One of the bigger changes from the Tax Cuts and Jobs Act (TCJA) is the tax treatment of business income. The media did a pretty good job of reporting on the reduction of corporate tax rates, but they haven't done as well reporting on tax treatment of pass-through entities. That might be because it is pretty complicated. But if you're self-employed as a business owner or an independent contractor, it could, and most likely will, apply to you.

Let's start with defining a pass-through entity. Simply, a pass-through entity is one that passes income through the entity and onto the tax return of the business owner or contractor. Sole proprietors and partnerships, plus S-corporations and limited liability companies (LLCs) that chose to be taxed as a sole proprietors or partnerships, are pass-through entities.

If you operate as one of the entities, you likely have qualified business income (QBI). If you do, you will be able to reduce your income by 20 percent of your QBI. This is commonly called the QBI deduction. However, like most things with the Internal Revenue Code, it isn't quite that simple.

It is important to note that as of this writing, the IRS has only produced proposed regulations. We can anticipate that the final regulations will be similar.

If your business exists to produce or sell a product, the QBI deduction almost certainly will be available to you. This is because Congress wanted to encourage business creation and growth. Conversely, if you are self-employed and the primary source of your income is a result of your labor, then you might have some issues.

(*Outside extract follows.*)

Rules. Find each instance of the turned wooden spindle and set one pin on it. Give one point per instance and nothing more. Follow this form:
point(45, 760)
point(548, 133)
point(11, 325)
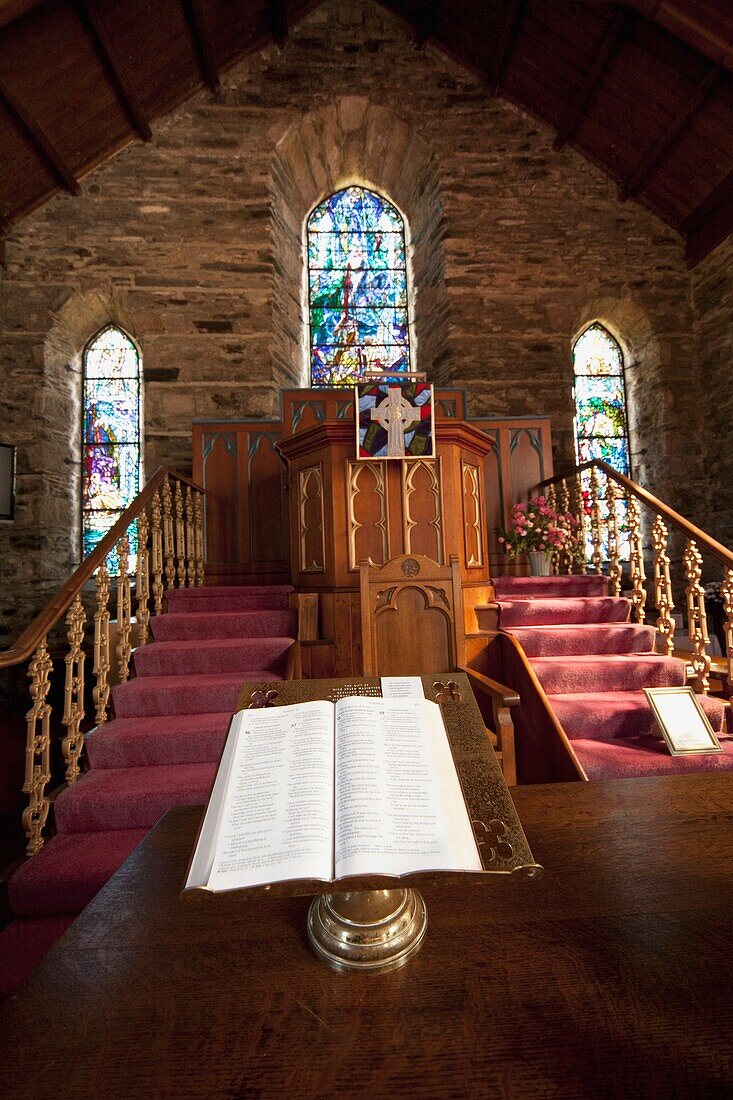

The TCJA specifically lists businesses that are Specified Service Trade or Business (SSTB). These businesses are in the following fields: health, law, accounting, actuarial science, performing arts, consulting, athletics, financial services, brokerage services, or any trade or business where the principal asset of such a trade or business is the reputation or skill of one or more of its employees. So if you're an independent contractor/consultant, you're probably a SSTB. If your business is an SSTB, then your deduction could be limited if your income is too high. The good news is “too high” is pretty high. If your business is a SSBT and your adjusted gross income is below $315,000 for married couples filing jointly and $157,500 for all others, then you get the full 20-percent deduction. If your income is above the threshold, then your deduction will phase out subject to other testing. The testing is too complex to explain here, and I suspect it won't apply to too many taxpayers.

While it looks like many will qualify for this deduction, one other area still remains unclear. The QBI deduction is not available for business income that is reasonable compensation to the owner for the services rendered. Reasonable compensation has always been an issue for businesses organized as S-Corporations. It might become an issue for sole-proprietors as well.